4.3.1. Performance of Different Classification Algorithms
(1) Comparison of the accuracy of VGG16, SE-VGG16, ResNet18, ResNet34, ResNet50, MobileNetV3, and EfficientNetB0 for different gestures.
In order to evaluate the performance of the SE-VGG16 WiFi gesture recognition method, the recognition accuracy of seven models, including VGG16, SE-VGG16, ResNet18, ResNet34, ResNet50, MobileNetV3, and EfficientNetB0, is compared and analyzed in this study. The results are shown in
Figure 8.
Figure 8 compares the gesture recognition accuracy of seven deep-learning models. Among these models, SE-VGG16 has the highest overall accuracy, with ResNet variants ranking closely behind. SE-VGG16’s superiority stems from its squeeze–excitation (SE) mechanism, which recalibrates channel-wise features, improving accuracy by 4.13% over VGG16. ResNet models use residual connections for better performance, but trail SE-VGG16 in some challenging scenarios. Lightweight models MobileNetV3 and EfficientNetB0 trade accuracy for computational efficiency; their depthwise separable convolutions and reduced capacity limit performance on intricate gestures. Further analysis of per-gesture accuracy reveals that SE-VGG16’s advantage is most pronounced for Enlarge/Narrow gestures, where its attention mechanism effectively isolates subtle finger movements from noise. The results collectively affirm SE-VGG16 as a state-of-the-art solution, particularly for environments requiring high precision across diverse gesture types.

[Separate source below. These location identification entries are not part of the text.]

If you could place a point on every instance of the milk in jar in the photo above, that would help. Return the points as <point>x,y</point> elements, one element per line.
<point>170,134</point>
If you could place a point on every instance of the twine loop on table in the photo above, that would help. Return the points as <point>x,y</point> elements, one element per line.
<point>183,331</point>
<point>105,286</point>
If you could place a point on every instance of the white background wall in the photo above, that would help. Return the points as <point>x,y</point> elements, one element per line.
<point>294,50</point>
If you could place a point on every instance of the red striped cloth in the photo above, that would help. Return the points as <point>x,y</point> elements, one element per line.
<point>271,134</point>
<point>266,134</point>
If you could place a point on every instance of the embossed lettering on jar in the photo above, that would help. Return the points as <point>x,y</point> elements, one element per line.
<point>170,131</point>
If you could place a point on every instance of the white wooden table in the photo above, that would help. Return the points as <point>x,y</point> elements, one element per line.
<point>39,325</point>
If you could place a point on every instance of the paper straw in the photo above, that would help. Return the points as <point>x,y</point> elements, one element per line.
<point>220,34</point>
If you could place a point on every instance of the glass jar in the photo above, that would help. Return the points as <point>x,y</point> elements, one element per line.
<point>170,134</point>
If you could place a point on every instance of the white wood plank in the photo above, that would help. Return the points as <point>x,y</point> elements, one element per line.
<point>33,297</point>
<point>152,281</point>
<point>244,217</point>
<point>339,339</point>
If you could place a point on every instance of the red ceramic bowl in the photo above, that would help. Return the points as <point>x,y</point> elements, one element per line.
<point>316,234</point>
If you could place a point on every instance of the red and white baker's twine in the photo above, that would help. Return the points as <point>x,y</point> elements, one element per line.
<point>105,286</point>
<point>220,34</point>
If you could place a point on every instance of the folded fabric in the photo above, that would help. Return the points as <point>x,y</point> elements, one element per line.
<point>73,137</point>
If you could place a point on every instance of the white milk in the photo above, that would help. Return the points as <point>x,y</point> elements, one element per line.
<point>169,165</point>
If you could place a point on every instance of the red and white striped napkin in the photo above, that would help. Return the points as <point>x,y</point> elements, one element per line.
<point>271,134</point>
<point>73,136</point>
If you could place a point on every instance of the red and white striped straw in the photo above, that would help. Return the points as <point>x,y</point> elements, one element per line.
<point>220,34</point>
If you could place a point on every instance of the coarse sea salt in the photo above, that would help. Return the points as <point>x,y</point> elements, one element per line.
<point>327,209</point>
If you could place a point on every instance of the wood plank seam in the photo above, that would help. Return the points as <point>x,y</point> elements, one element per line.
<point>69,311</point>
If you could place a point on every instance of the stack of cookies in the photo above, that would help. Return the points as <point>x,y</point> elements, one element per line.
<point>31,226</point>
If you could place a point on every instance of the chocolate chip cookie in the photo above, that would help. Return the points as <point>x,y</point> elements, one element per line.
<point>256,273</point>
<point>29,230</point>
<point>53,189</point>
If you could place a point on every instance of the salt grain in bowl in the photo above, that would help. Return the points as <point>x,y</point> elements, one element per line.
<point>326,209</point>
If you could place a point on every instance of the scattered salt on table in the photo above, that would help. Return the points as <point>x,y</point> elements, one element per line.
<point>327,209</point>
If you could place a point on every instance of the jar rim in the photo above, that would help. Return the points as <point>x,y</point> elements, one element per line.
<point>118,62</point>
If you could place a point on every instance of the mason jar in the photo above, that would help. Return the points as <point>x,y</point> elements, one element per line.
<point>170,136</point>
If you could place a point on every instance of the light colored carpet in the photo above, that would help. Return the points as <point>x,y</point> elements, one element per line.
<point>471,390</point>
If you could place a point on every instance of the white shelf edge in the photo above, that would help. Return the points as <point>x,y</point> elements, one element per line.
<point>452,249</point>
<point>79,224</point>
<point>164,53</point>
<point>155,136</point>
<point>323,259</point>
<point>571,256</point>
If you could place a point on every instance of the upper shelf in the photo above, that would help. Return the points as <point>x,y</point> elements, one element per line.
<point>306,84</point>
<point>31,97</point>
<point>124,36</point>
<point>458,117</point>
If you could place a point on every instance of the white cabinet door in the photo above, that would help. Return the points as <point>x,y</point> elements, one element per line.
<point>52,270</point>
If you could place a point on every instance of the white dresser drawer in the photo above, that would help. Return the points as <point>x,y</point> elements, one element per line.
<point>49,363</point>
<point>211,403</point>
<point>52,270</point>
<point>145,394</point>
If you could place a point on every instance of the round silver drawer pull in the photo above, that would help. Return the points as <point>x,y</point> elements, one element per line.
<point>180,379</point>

(2) Confusion Matrix of Different Gestures in SE-VGG16 Model
To further assess the SE-VGG16 model’s gesture-recognition performance, confusion matrices for office and conference room environments are analyzed. These matrices detail misclassifications among Enlarge, Narrow, Up, Down, Left, and Right gestures.
In the office environment (
Figure 9a), the SE-VGG16 model shows excellent recognition performance. The confusion matrix shows that the recognition rate of the “up” gesture is as high as 94.31%, while the “zoom in” and “zoom out” gestures with complex motion patterns also maintain a high accuracy of 93.69% and 93.56%, respectively. Despite a small number of misclassifications, the overall misclassification rate is very low, which indicates that the model can effectively distinguish the unique signal characteristics of each type of gesture and maintains stable performance even in the presence of environmental interference. In addition, in the validation of the conference room scenario (
Figure 9b), the model also performs well, with a recognition rate of 94.29% for the “down” gesture, and other gesture types also maintain a high recognition accuracy. The overall low misclassification rate fully demonstrates the robustness of the model.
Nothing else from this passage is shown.